For your application, you will most likely want some kind of a reverse blade, so you will get a clean cut on the back side. Straight blades will leave a fuzz that will need to be sanded.

Cheers,
Brad


----------



## phildupreez (2 mo ago)

I use Pegas.
Buy from Axminster UK and posted to me in SA


----------



## Oregon Woodworker (3 mo ago)

MrUnix said:


> Straight from the manual: *Use only 5" plain end scroll saw blades.*
> 
> What type usually comes down to personal preference. I, like Dan, prefer Flying Dutchman (and I love the ultra-reverse blades), but that is my preference. I used to only use Olsen reverse tooth blades before getting turned on the the FD's. I do lots of portrait work with 1/8" ply, but usually stacked - so a #3 or #5 works for me. You will have to experiment to see which you like the best.

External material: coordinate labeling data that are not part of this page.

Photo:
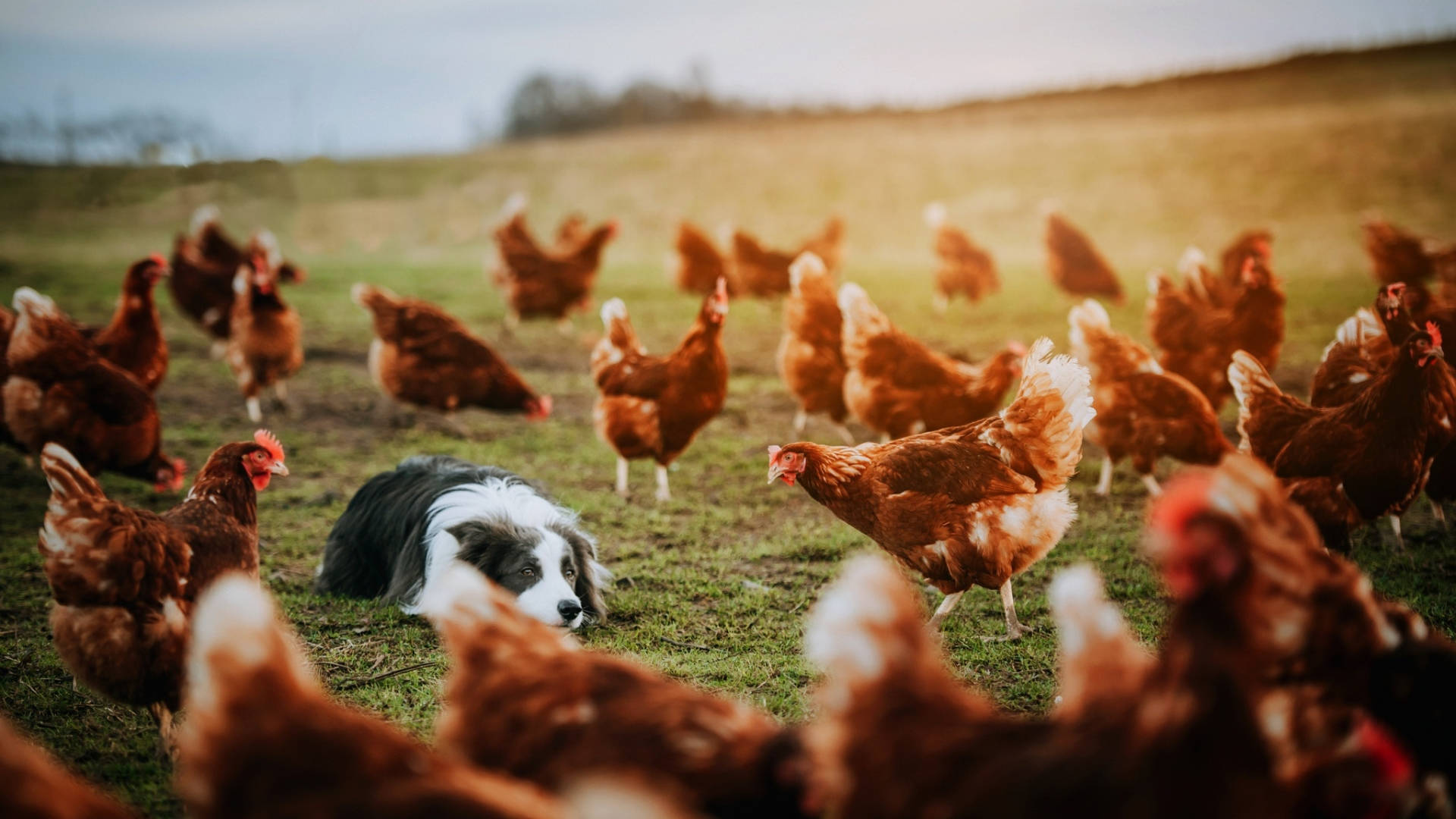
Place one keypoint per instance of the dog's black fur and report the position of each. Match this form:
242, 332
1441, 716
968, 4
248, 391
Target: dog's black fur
379, 545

BTW: Flying Dutchman does offer an assortment pack, and you can get individual packs of a dozen blades fairly cheap.
> 
> ...


Thanks for the recommendation; I will order some Flying Dutchman blades. What are reverse blades and what is the advantage to non-reverse blades?


----------



## Davevand (Feb 10, 2016)

You should get an assortment pack of Flying Dutchman, Pegas and Olsen blades and try each of them. They all cut differently and have different characteristic. I like the Pegas Modified Geometry blades myself, although I am really liking the Olsen MACH blades lately.
You will want an assortment of blades because each pattern, wood species, thickness, ect will cut better with the proper blade.
Reverse blades have a few reversed teeth at the bottom of the blade that cut on the up stroke, this helps to eliminate the "fuzzies" on the bottom of projects.


----------



## Oregon Woodworker (3 mo ago)

I just finished ordering a variety of blade types from Flying Dutchman. There is a lot of helpful information on their site.


----------